In order to reduce your investment risks, it’s crucial to diversify. Don’t put all the eggs in the same basket. Here are 3 tips on diversification.
Diversification Helps You Sleep Better
Study shows in the long run, stocks perform much better than bonds. So why not invest 100% of your money in stocks? Don’t do that unless you can tolerate the up-and-down of the stock market. The stock market crashes from time to time, you might lose 50% of your stock investment in a day, will you still be able to sleep if that happens? Diversifying your investment will help you go through these up and downs easily.

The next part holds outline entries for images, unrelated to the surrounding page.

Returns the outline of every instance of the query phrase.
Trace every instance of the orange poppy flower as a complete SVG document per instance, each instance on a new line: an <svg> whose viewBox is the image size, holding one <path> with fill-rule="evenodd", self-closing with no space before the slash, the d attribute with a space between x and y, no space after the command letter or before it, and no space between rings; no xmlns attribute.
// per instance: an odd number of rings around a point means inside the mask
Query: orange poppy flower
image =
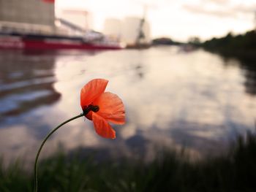
<svg viewBox="0 0 256 192"><path fill-rule="evenodd" d="M125 123L124 106L116 94L104 92L108 80L94 79L81 89L80 104L85 116L93 121L96 132L105 138L116 138L116 131L108 122Z"/></svg>

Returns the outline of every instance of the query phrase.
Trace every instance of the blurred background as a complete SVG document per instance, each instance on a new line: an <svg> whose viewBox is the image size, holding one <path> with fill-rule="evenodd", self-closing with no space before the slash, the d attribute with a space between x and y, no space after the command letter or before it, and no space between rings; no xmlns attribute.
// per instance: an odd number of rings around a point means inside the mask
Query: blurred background
<svg viewBox="0 0 256 192"><path fill-rule="evenodd" d="M93 78L109 80L124 103L117 138L80 118L42 158L59 148L99 161L227 154L255 131L255 29L254 0L0 0L3 164L22 158L31 169L48 132L82 112L80 91Z"/></svg>

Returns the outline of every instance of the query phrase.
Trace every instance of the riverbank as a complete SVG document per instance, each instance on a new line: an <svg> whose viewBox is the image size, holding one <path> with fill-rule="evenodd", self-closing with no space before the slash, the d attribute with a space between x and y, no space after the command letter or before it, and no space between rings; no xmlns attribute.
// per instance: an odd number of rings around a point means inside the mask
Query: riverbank
<svg viewBox="0 0 256 192"><path fill-rule="evenodd" d="M40 163L39 191L255 191L255 134L238 138L227 154L191 162L182 153L165 152L146 164L59 153ZM32 189L32 174L21 161L7 169L1 164L0 191Z"/></svg>
<svg viewBox="0 0 256 192"><path fill-rule="evenodd" d="M213 38L197 45L224 56L233 56L254 61L256 59L255 31L247 31L239 35L233 35L230 33L225 37Z"/></svg>

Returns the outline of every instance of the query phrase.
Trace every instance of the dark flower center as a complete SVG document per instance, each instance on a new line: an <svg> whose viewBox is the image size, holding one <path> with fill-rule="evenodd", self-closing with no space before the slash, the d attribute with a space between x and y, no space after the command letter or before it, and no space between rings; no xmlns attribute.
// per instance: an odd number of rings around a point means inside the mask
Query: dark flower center
<svg viewBox="0 0 256 192"><path fill-rule="evenodd" d="M89 104L83 109L83 115L87 115L90 111L98 112L99 110L99 107L97 105Z"/></svg>

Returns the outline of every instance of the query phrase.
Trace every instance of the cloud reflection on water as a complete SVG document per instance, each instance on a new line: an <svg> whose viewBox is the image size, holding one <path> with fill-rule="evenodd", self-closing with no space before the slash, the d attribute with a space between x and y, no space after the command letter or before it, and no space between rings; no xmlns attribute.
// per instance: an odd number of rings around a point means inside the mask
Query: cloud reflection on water
<svg viewBox="0 0 256 192"><path fill-rule="evenodd" d="M68 151L82 146L148 159L162 146L217 153L217 146L253 128L256 99L244 91L246 77L236 60L230 65L219 55L181 53L175 47L16 55L0 55L0 101L6 104L0 110L0 153L9 157L26 153L32 161L50 129L81 112L80 88L96 77L109 80L107 90L124 100L127 123L115 127L117 139L112 141L80 118L50 138L45 155L59 142Z"/></svg>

Too Much Diversification Is Ineffective
Sure, diversification is good. How about 10% stocks, 10% bonds, 10% gold, 10% crypto,…? How about buying 30 different companies’ stocks? Too much diversification is also not good, because 1) you will likely incur more transaction and management fees, 2) you have a lot more things to manage, and 3) some of these investments correlate and go down together (e.g. Stocks and crypto prices might drop together). So pick 2 to 3 asset classes and diversify appropriately.

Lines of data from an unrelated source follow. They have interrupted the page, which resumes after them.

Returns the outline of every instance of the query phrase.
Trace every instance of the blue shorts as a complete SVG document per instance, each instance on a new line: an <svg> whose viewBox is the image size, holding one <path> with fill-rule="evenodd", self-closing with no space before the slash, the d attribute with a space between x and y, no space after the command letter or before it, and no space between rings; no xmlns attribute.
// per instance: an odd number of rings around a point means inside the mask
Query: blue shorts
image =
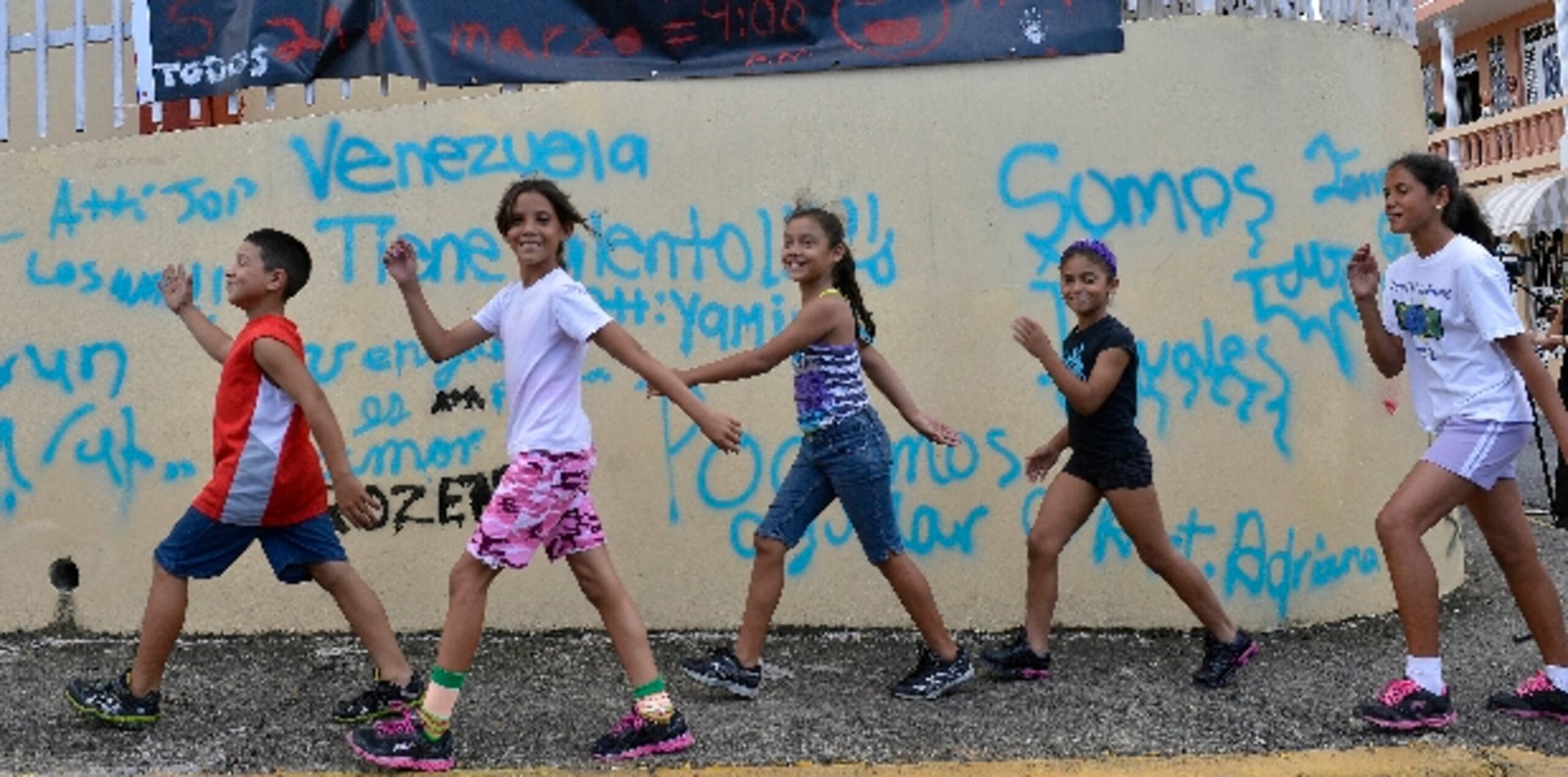
<svg viewBox="0 0 1568 777"><path fill-rule="evenodd" d="M872 564L903 553L892 515L892 443L877 411L866 408L801 438L757 537L793 548L837 498Z"/></svg>
<svg viewBox="0 0 1568 777"><path fill-rule="evenodd" d="M312 564L348 560L326 513L290 526L237 526L213 521L194 507L185 510L152 559L176 578L216 578L256 540L284 582L309 581Z"/></svg>

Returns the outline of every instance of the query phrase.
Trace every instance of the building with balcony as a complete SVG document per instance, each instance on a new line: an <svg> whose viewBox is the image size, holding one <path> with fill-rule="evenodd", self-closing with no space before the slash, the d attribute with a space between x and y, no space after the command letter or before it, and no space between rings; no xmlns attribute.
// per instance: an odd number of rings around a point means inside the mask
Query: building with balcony
<svg viewBox="0 0 1568 777"><path fill-rule="evenodd" d="M1568 0L1416 5L1428 148L1458 165L1543 295L1565 278L1565 19Z"/></svg>

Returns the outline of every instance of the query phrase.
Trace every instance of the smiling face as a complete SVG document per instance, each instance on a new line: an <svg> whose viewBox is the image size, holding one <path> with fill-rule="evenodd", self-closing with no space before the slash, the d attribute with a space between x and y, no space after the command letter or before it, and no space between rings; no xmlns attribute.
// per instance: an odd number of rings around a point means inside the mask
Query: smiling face
<svg viewBox="0 0 1568 777"><path fill-rule="evenodd" d="M1447 204L1447 187L1432 192L1403 165L1388 168L1383 176L1383 212L1388 213L1388 229L1394 234L1408 235L1422 231L1433 220L1443 221Z"/></svg>
<svg viewBox="0 0 1568 777"><path fill-rule="evenodd" d="M1062 300L1079 320L1099 319L1118 284L1104 261L1083 253L1068 254L1062 261Z"/></svg>
<svg viewBox="0 0 1568 777"><path fill-rule="evenodd" d="M234 264L223 276L229 305L243 311L254 308L267 295L281 292L289 283L289 273L282 268L268 270L262 262L262 250L248 240L240 243Z"/></svg>
<svg viewBox="0 0 1568 777"><path fill-rule="evenodd" d="M561 243L572 234L572 224L561 221L555 206L538 192L524 192L511 202L511 224L506 245L517 257L525 278L543 278L560 265Z"/></svg>
<svg viewBox="0 0 1568 777"><path fill-rule="evenodd" d="M815 218L800 217L784 224L784 273L798 284L817 281L833 273L844 259L844 243L829 245L828 232Z"/></svg>

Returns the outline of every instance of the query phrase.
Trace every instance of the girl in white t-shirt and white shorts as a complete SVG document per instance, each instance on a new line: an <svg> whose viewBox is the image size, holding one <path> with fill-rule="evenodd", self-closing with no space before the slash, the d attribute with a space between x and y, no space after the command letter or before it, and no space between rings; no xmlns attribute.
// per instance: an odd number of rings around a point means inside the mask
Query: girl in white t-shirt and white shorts
<svg viewBox="0 0 1568 777"><path fill-rule="evenodd" d="M1416 416L1432 446L1377 516L1408 655L1405 675L1358 706L1375 727L1443 728L1455 720L1438 651L1438 576L1421 535L1455 507L1475 518L1546 667L1488 706L1568 722L1568 634L1557 585L1535 551L1513 460L1530 438L1526 391L1568 446L1568 411L1535 356L1491 254L1496 237L1447 160L1400 157L1383 182L1389 229L1416 251L1388 267L1383 298L1372 248L1347 270L1367 353L1378 372L1410 370Z"/></svg>

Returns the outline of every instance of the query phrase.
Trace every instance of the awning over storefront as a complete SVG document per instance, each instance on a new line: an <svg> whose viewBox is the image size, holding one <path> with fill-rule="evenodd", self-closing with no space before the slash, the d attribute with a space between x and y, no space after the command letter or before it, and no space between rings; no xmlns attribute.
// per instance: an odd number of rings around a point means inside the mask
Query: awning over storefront
<svg viewBox="0 0 1568 777"><path fill-rule="evenodd" d="M1568 229L1568 176L1510 184L1486 195L1482 210L1499 237Z"/></svg>

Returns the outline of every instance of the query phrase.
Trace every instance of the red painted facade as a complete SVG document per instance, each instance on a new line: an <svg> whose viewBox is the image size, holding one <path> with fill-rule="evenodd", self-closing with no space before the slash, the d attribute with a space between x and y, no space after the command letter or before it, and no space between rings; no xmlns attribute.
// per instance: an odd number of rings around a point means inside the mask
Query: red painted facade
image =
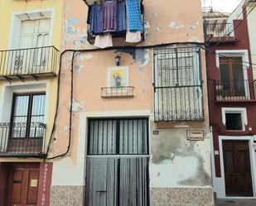
<svg viewBox="0 0 256 206"><path fill-rule="evenodd" d="M245 13L244 13L244 17ZM256 134L256 102L254 100L240 100L240 101L215 101L215 85L214 80L220 80L220 69L216 65L216 58L219 56L215 54L220 50L248 50L249 60L250 58L250 46L248 34L248 25L246 17L243 20L234 20L234 41L225 41L220 38L220 42L211 42L209 49L211 52L207 54L207 72L208 72L208 87L209 87L209 106L210 106L210 121L213 130L214 150L219 151L219 136L253 136ZM245 62L244 62L245 63ZM253 79L252 66L247 69L248 79ZM249 86L250 98L255 99L255 93L252 85ZM248 125L244 132L229 132L226 131L225 126L222 122L222 108L246 108ZM249 131L249 127L252 131ZM220 177L220 156L215 156L215 165L216 177Z"/></svg>
<svg viewBox="0 0 256 206"><path fill-rule="evenodd" d="M0 163L0 206L5 205L7 183L7 168L3 163Z"/></svg>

Diversify Asset Class, Geography, and Currency
When people talk about diversification, most of the time they refer to diversified asset classes (e.g. Stocks and bonds). However, you should also pay attention to things like geography (e.g. Are all your stocks US companies? What if the US economy is not doing good for the next 10 years?), please consider index funds with exposure to European markets, emerging markets, etc. In addition, don’t forget currency too. Is your investment all in USD? Or SGD? Or HKD? What if USD goes weaker?